La parola, il sonoro e l’ascolto sono al centro di diverse opere presentate al Réel 2020, perché lo specifico del cinema non è solo il visivo. Nella selezione internazionale, The Two Sights (An Da Shealladh) del canadese Joshua Bonnetta ci porta nel paesaggio spettacolare delle isole Ebridi filmato per lo più in pellicola e si pone in ascolto del vento, dei pascoli, delle acque intrecciando questa pista sonora con testimonianze che in gaelico o in inglese narrano la presenza nella zona di veggenti dotati di una «seconda vista», ovvero la capacità di udire spiriti del passato e suoni premonitori oltre ogni confine tra vita e morte, cielo e terra, umano e non umano.

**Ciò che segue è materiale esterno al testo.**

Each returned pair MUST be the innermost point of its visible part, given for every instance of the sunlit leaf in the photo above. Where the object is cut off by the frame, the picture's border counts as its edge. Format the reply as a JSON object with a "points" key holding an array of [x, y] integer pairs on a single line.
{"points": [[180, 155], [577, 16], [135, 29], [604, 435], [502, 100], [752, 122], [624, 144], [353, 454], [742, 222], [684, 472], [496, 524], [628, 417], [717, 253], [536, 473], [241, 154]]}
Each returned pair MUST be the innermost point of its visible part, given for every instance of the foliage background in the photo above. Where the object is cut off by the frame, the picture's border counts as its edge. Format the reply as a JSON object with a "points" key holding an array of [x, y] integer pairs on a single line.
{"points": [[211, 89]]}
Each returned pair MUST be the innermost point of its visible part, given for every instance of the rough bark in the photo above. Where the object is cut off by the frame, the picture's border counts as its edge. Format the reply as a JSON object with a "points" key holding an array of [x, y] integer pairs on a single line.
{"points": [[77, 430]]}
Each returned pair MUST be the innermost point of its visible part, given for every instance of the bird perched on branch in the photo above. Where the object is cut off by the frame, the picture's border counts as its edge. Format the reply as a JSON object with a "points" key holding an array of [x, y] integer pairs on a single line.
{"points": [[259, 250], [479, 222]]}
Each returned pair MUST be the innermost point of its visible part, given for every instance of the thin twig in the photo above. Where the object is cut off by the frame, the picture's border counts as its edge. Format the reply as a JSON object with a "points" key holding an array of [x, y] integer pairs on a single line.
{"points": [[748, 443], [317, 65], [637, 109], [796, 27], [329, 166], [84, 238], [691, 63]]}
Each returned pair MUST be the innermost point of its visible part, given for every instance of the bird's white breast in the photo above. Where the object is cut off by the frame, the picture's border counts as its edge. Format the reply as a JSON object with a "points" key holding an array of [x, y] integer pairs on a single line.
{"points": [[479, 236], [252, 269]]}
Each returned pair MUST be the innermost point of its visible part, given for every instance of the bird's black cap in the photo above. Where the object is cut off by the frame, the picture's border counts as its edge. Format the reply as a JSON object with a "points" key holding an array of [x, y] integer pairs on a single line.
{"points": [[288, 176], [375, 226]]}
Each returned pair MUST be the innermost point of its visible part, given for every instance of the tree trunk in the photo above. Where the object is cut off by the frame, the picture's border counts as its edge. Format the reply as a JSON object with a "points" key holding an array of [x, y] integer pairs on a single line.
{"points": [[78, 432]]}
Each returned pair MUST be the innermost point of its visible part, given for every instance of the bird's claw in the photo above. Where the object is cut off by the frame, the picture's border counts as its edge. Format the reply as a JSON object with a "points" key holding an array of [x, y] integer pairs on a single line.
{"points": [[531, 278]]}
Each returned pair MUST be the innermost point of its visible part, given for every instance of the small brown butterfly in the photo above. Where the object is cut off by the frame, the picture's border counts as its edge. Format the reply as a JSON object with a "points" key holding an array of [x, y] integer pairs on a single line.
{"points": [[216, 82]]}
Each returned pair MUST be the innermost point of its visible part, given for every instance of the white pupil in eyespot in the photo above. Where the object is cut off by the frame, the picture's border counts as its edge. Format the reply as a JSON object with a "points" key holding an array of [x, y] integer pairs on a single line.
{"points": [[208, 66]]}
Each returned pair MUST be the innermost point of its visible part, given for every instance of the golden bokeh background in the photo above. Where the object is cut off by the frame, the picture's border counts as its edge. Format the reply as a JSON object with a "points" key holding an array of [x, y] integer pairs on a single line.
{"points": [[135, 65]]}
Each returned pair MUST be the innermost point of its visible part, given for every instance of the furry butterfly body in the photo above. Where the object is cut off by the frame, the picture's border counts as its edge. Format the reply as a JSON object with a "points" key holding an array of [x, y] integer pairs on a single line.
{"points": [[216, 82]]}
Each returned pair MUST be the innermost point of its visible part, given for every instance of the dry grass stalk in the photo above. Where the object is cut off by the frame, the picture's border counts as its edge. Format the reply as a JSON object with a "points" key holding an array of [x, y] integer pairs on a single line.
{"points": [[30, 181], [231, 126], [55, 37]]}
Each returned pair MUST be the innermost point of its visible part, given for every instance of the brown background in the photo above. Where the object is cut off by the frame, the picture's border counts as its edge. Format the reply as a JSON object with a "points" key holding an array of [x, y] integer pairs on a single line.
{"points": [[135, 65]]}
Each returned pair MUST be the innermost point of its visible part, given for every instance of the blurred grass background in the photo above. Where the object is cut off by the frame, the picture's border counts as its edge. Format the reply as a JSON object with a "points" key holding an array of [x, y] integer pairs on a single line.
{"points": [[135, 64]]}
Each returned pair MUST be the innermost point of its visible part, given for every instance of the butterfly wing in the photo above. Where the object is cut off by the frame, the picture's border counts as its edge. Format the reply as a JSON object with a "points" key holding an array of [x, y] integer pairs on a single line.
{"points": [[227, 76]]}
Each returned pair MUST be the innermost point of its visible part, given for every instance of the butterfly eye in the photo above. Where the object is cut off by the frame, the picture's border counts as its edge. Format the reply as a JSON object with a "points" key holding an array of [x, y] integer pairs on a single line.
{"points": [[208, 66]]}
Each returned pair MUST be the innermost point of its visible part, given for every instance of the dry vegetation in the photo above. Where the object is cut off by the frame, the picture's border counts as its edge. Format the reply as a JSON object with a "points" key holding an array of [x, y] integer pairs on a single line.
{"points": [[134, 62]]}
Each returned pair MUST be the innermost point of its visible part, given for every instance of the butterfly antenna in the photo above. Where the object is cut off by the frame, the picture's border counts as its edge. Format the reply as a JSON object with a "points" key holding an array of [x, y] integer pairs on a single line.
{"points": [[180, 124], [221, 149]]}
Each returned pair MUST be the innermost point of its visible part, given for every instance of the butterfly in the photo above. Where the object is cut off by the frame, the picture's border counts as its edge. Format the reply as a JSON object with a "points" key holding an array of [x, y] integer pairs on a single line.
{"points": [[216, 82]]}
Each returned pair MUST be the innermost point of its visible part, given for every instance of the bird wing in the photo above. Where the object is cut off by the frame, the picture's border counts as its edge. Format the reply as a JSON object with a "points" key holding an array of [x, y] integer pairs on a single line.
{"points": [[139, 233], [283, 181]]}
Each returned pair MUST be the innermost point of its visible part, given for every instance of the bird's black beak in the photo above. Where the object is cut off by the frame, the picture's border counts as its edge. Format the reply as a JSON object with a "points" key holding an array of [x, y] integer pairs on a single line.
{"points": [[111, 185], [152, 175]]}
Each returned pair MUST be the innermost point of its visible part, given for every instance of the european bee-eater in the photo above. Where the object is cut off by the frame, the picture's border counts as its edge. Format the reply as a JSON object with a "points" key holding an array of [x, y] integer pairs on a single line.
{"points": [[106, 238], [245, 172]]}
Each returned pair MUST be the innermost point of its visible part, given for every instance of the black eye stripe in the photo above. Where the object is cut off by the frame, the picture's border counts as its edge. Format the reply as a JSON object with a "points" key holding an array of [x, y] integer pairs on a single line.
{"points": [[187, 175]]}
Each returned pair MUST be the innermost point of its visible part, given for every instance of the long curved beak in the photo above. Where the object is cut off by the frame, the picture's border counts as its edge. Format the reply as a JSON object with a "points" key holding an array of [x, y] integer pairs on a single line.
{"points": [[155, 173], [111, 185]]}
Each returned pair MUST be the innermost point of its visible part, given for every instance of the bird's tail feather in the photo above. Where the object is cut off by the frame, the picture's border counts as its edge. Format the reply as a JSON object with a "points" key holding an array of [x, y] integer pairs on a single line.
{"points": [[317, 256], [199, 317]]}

LA FATICA di farsi ascoltare dalle istituzioni è invece quella che devono affrontare gli abitanti di una bidonville di Caracas in Chronique de la terre volée di Marie Dault, selezione francese. In virtù di un decreto di Chavez ancora in vigore sotto Maduro, i quasi mille cittadini di Brisas de la Santa Cruz possono ottenere la proprietà della terra in cui hanno eretto le proprie abitazioni sottraendola all’impresa privata che l’ha acquistata, ma a patto di riuscire a comporre un dossier che documenti la storia del quartiere e di ciascuna casa, la «Cartas del barrio». Mentre il Venezuela intero sprofonda in una crisi economica epocale, la donna che il quartiere ha delegato a compiere questa incredibile ricognizione va di casa in casa e raccoglie i ricordi, le confidenze e le lamentele di un popolo che ha creduto alla rivoluzione bolivariana, si è impegnato a sostegno di Chavez e pratica quotidianamente l’autogestione democratica ma finisce per scontrarsi con l’ottusità della burocrazia e teme che la promessa di emancipazione si riveli un’illusione.